In a live broadcast, Mr Guaido urged Venezuelans to participate in two new mobilisations in the coming week.
He said that at midday on Wednesday, people should participate in peaceful two-hour protests.
For Saturday he asked supporters to hold mass demonstrations in “every corner of Venezuela” and around the globe.
Mr Guaido said the Saturday protest was timed to coincide with a European Union deadline for Mr Maduro to call new elections.
Earlier, Mr Maduro demonstrated his might, wearing tan fatigues at military exercises.
Addressing soldiers in an appearance on state TV, Mr Maduro asked whether they were plotting with the “imperialist” United States, which he accused of openly leading a coup against him.
“No, my commander-in-chief,” they shouted in unison.
Mr Maduro responded: “We’re ready to defend our homeland, under any circumstance.”
Military take centre stage
The duelling appeals from the two rivals again puts the military centre stage in the global debate over who holds a legitimate claim to power in the South American nation.
The standoff has plunged troubled Venezuela into a new chapter of political turmoil that has already left more than two dozen dead as thousands took to the streets demanding Mr Maduro step down.
It erupted when Mr Guaido declared before masses of supporters last week that he had temporarily assumed presidential powers, vowing to hold free elections and end Mr Maduro’s dictatorship.

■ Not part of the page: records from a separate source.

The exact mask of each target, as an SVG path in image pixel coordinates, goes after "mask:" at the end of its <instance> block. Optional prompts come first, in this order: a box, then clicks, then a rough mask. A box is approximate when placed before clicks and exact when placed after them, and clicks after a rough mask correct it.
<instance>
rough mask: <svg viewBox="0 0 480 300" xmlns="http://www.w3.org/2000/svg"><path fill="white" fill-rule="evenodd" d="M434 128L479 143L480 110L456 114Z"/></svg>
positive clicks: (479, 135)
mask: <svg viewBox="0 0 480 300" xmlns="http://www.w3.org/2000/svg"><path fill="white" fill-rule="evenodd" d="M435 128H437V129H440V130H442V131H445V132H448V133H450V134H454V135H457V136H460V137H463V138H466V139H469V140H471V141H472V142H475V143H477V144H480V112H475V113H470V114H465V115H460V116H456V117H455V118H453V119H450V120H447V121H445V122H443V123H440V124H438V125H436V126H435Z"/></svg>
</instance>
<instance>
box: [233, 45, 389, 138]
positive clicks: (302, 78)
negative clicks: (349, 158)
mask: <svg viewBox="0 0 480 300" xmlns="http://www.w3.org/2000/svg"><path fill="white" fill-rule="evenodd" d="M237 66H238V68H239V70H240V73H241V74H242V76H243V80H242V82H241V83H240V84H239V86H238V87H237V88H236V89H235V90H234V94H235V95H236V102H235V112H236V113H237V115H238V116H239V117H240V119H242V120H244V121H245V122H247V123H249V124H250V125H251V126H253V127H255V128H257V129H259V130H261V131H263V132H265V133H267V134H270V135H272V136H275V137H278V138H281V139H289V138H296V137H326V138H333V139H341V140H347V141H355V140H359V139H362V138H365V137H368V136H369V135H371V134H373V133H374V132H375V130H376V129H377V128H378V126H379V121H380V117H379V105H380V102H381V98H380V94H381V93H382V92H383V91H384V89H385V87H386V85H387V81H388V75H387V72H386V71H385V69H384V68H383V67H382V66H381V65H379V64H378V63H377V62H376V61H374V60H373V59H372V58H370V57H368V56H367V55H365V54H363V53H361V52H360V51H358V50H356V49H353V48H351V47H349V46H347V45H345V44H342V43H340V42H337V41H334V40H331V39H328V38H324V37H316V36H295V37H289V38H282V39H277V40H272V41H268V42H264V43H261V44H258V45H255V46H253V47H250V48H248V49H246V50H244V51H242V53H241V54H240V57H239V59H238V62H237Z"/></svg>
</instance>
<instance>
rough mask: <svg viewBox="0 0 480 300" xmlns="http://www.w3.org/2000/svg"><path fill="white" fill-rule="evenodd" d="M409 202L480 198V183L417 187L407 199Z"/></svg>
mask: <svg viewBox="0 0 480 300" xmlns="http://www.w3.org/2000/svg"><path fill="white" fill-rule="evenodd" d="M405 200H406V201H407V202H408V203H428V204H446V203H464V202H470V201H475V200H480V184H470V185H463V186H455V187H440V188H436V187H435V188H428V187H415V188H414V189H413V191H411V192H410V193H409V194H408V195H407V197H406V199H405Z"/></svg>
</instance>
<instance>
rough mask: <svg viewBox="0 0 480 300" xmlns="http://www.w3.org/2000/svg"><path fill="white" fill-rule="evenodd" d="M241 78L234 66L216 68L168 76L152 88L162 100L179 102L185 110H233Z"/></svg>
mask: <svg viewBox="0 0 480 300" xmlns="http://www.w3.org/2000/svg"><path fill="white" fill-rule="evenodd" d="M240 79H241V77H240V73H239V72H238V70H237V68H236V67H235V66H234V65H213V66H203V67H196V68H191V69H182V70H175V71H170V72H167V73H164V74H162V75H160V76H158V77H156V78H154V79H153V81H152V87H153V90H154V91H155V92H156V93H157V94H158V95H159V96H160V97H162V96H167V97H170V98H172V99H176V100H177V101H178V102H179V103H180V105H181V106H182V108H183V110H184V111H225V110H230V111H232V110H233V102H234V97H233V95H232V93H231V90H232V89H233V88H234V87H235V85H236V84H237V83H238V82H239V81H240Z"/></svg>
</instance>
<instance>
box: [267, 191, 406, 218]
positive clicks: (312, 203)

Mr Maduro had started his second term as Venezuela’s President on January 10, following a widely boycotted election last year, which many foreign governments described as a sham.
Venezuela’s constitution says if the presidency is determined to be vacant, new elections should be called in 30 days and the head of congress should assume the presidency in the meantime.
But Mr Maduro has so far refused to step down and has accused the Opposition of seeking to stage a coup.
The US has a long history of intervening – both directly and indirectly – to change governments in South America, and Mr Maduro warned his supporters they could not “trust the gringos”.
“They don’t have friends or loyalties. They only have interests, guts and the ambition to take Venezuela’s oil, gas and gold,” he said, citing a long list of US-backed military coups, including in Guatemala, Chile and Brazil.